What If Bees – The Pollinator Gets Wholly Extinct?

Posted in Environment, Featured, Opinion, World
NET Web Desk

 

  • Priyanka Sarkar 

Bees are termed significant pollinators, fertilizing plants. Some assert bees are dread, because of their sting, and the allergic reactions caused due to their venom. While some suggest usage of wasp spray for safe keeping.

But what if these endangered species get totally extinct? What would the future be then? Any grave impact on the environment. How would the crops be fertilized? Any alternative it can leave behind? So many questions, with just a lone way-out.

That imagination of yours has just begun. Basically we would lose all that our environment incorporates. Plants pollinated by bees, insects dependent on these plants, animals and all closely related to this food chain. And specifically the honey appetizing your dish. Who knows, the fruits and vegetables you consider significant share of your diet was once fertilized by these pollinators.

It is an impact that stands far beyond than what you expect, shrinking the global food supply. Humans will face massive crisis to sustain, and harsh food shortage might soon be threatened as a world security.

There are myriad communities entirely dependent on honey harvesting, their major source of income. If somehow the extinction transforms into an echt, imagine the grief they might attain.

This planet have over 800 wild bee species within just Europe.
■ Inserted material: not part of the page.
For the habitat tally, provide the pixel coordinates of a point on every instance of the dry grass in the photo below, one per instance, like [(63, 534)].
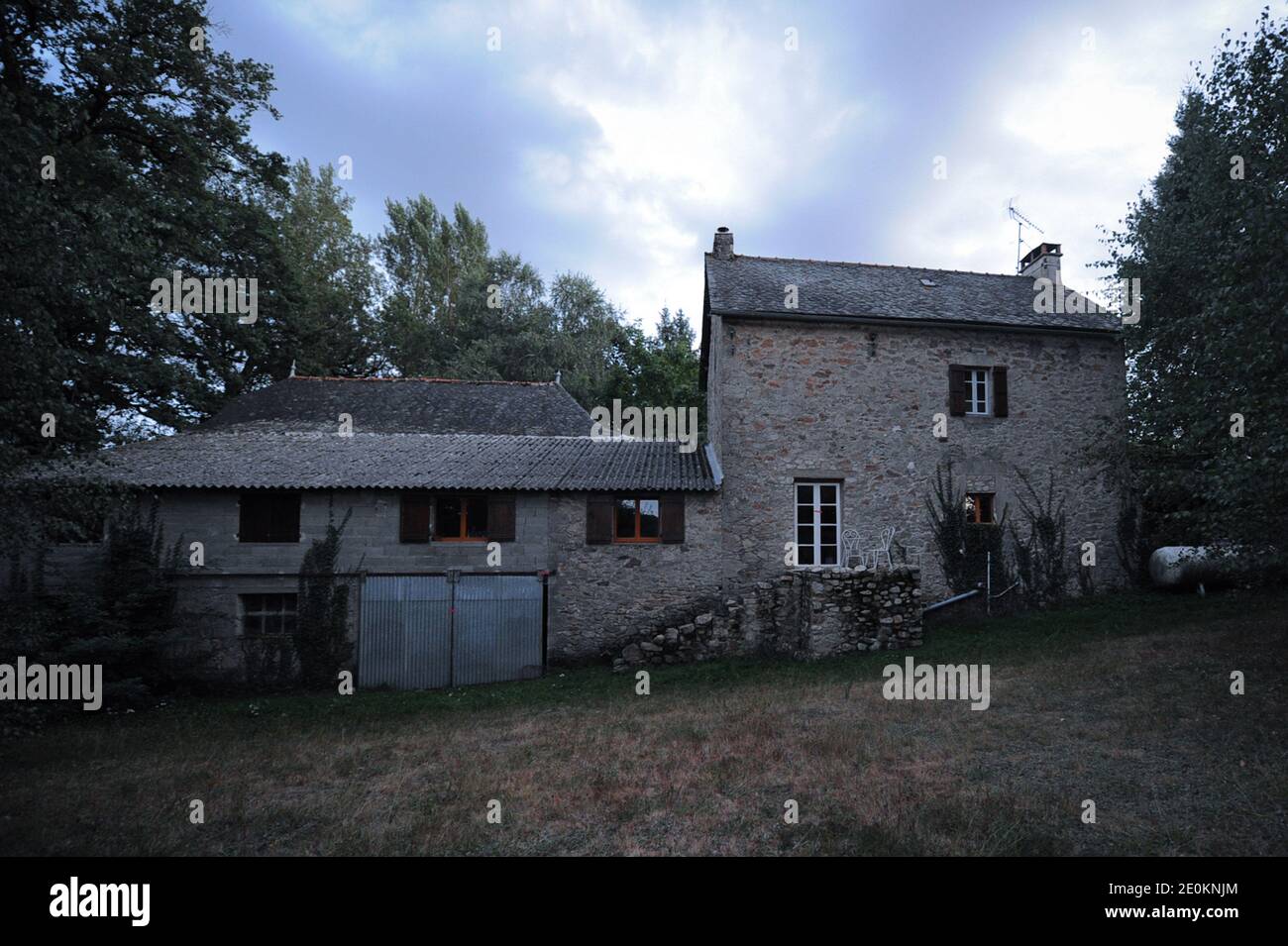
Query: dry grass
[(1125, 701)]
Furthermore, seven are already classified as ‘critically endangered’ by the International Union for Conservation of Nature (IUCN). 46 – endangered, 24 – vulnerable, while 101 are referred in the category of nearly threatened species.

Bees pollinate half of the crops, that humans and insects are directly or indirectly contingent upon. Butterflies, bumblebees, honey bees look on the other division. Will this partake be the same if one defunct? No food chain is the transmission of energy and every species play a significant role to the process.

That is how ecology is balanced. Each and every genus of this planet is a tectonic shift; denoting even to moss species.

For instance, the recent moss species – Bryum bharatiensis, discovered for the first time by Indian scientists in Antarctica is entirely dependent on nitrogen. Now, what’s interesting, the moss species is dependent on Penguins poop, consisting nitrogen. Now, just consider the grave concern it depict. Future extinction of penguins due to the declining icy-sheets of Antarctica might see a rough extinction of this species too. Deforestation or loss of green cover is yet another threat to its existence.

We, humans are so self-concerned – issues related to individual survival attains much immersion to us. This moss species is entirely disparate, a gradual one been considered. But rate to which bee colonies are declining, mounts immediate concern. Extinction of bees is a threat to generations, which might alter the natural systems and food webs.